O ano de 2024 marca o renascimento da maior poeta viva do Brasil. No fim do mês passado, Adélia Prado venceu, no intervalo de cinco dias, dois grandes prêmios, ambos pelo conjunto da obra: o Machado de Assis, concedido pela Academia Brasileira de Letras (ABL); e o Camões, maior recompensa de língua portuguesa. Ela receberá R$100 mil pelo primeiro e 100 mil euros (cerca de R$ 590 mil) pelo segundo.
As láureas chegam no momento em que a autora, de 88 anos, prepara “Jardim das Oliveiras” – o seu primeiro livro com poemas inéditos desde “Miserere”, de 2013. Nesse período, a mineira de Divinópolis sofreu com as angústias da página em branco e com problemas de saúde.
Os poemas da nova coletânea, que deve sair ainda este ano pela Editora Record, vão refletir esse período de turbulência. A obra já está pronta “na cabeça” da autora, mas ainda precisa ser finalizada no papel.
“Fui ‘atropelada por um caminhão’ que nunca imaginei poder estar na mesma estrada que eu”, conta em entrevista, que contou com a intermediação da filha Ana “pilotando” o WhatsApp da poeta. “Começar a escrever o livro foi um sinal de recuperação da normalidade. O livro não reflete apenas a minha situação, mas a condição humana. O que é um alívio”.

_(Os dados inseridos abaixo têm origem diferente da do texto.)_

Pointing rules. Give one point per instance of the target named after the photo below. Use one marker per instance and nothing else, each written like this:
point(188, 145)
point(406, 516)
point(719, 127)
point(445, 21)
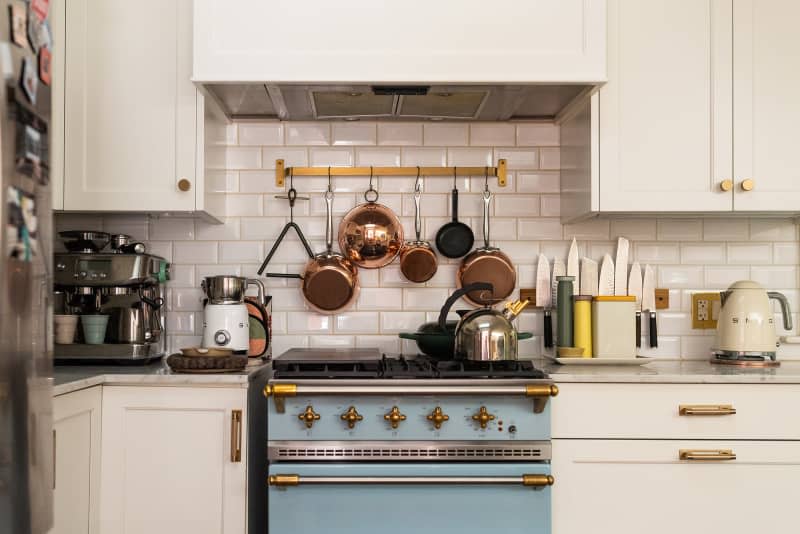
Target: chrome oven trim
point(405, 451)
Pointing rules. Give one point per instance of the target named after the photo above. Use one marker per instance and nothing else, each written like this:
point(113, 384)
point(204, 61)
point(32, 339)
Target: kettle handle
point(457, 294)
point(785, 311)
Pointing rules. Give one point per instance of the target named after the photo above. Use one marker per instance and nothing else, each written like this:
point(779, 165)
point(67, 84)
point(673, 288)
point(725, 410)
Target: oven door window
point(333, 498)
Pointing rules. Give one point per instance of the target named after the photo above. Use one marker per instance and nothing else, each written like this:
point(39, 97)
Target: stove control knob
point(394, 417)
point(309, 416)
point(352, 417)
point(483, 417)
point(437, 417)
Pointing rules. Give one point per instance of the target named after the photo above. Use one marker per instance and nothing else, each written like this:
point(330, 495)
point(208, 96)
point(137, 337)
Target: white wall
point(688, 254)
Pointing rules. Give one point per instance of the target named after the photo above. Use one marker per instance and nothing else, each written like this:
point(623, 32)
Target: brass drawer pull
point(706, 409)
point(706, 455)
point(236, 436)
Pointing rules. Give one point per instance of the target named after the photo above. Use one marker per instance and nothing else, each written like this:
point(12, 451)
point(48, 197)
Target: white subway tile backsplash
point(689, 253)
point(349, 133)
point(492, 134)
point(445, 134)
point(267, 133)
point(399, 134)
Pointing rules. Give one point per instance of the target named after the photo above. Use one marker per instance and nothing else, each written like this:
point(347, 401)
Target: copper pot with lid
point(371, 235)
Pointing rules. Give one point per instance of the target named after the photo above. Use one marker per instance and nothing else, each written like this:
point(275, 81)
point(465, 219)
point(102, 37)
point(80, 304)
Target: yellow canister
point(582, 324)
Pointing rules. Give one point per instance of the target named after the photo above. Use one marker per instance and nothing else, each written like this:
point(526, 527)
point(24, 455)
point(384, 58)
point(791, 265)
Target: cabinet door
point(630, 487)
point(76, 440)
point(130, 107)
point(766, 110)
point(665, 119)
point(167, 466)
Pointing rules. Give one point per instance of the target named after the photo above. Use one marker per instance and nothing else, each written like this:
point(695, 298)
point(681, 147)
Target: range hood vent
point(305, 102)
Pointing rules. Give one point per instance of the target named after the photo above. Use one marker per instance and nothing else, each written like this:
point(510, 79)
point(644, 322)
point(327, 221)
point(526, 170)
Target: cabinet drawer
point(653, 411)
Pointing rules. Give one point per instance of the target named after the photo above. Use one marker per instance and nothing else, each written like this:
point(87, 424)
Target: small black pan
point(454, 239)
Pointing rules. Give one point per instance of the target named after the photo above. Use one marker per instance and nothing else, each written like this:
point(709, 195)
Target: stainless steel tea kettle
point(484, 333)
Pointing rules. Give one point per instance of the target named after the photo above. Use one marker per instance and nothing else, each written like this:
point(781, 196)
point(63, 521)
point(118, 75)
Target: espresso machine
point(125, 283)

Formada em Filosofia, Adélia começou a carreira literária de forma tardia, aos 40 anos, com o livro “Bagagem”, de 1976. Uma obra ao mesmo tempo “bíblica, lírica, existencial”, segundo ninguém menos do que Carlos Drummond de Andrade, cujos elogios foram decisivos para sua consagração nacional. Talvez por conta da admiração do mestre, ela seja ligada pelos críticos ao movimento modernista.
CORAÇÃO DE CADELA
Em cinco décadas, Adélia publicou “O Coração Disparado” (prêmio Jabuti em 1978), “Os Componentes da Banda” (1984) e “O Homem da Mão Seca” (1994), entre outros. Foi estudada na Universidade de Princeton e adaptada para o teatro por Fernanda Montenegro (o espetáculo “Dona Doida: um interlúdio”, de 1987).
Católica fervorosa, seus poemas se equilibram entre a religião, o desejo feminino e a morte. Juntam o temor a Deus com muita safadeza.
Após o anúncio do Camões, o crítico literário Schneider Carpeggiani usou a rede X para convocar as novas gerações a buscarem no Google o poema “Bairro”, datado de 1978. “Pouca gente fala de tesão como Adélia”, justificou ele.
No poema em questão, a poeta se derrete pelo quadril “tão sedutor” de um homem que “palita os dentes” e “fala errado que arranha”. Ela continua: “Me põe tão íntima, simples, tão à flor da pele o amor,/ o samba-canção, o fato de que vamos morrer/ e como é bom a geladeira,/ o crucifixo que mamãe lhe deu, o cordão de ouro sobre o frágil peito/ que./ Ele esgravata os dentes com o palito,/ esgravata é meu coração de cadela”.
Os versos rapidamente viralizaram no X e os mais jovens, de fato, reconheceram que a senhorinha tem mais ardor do que uma capa de romance hot. “A última linha me ganhou demais”, escreveu uma usuária. “Estou completamente adelia pradizada”, definiu outra. Um internauta compartilhou uma antiga foto de uma Adélia Prado mais nova e sorridente, com a legenda: “O sorriso no rosto de quem romantiza uma palitada como ninguém.”
O novo livro de Adélia, “Jardim das Oliveiras”, deve seu título ao local onde, segundo a Bíblia, Jesus e seus discípulos oraram na noite anterior à crucificação. Identificado como Getsêmani, o jardim está situado no início do Monte das Oliveiras, em Jerusalém. De acordo com o evangelista Lucas, a agonia de Jesus no Getsêmani foi tão intensa que o seu suor se transformou em gotas de sangue.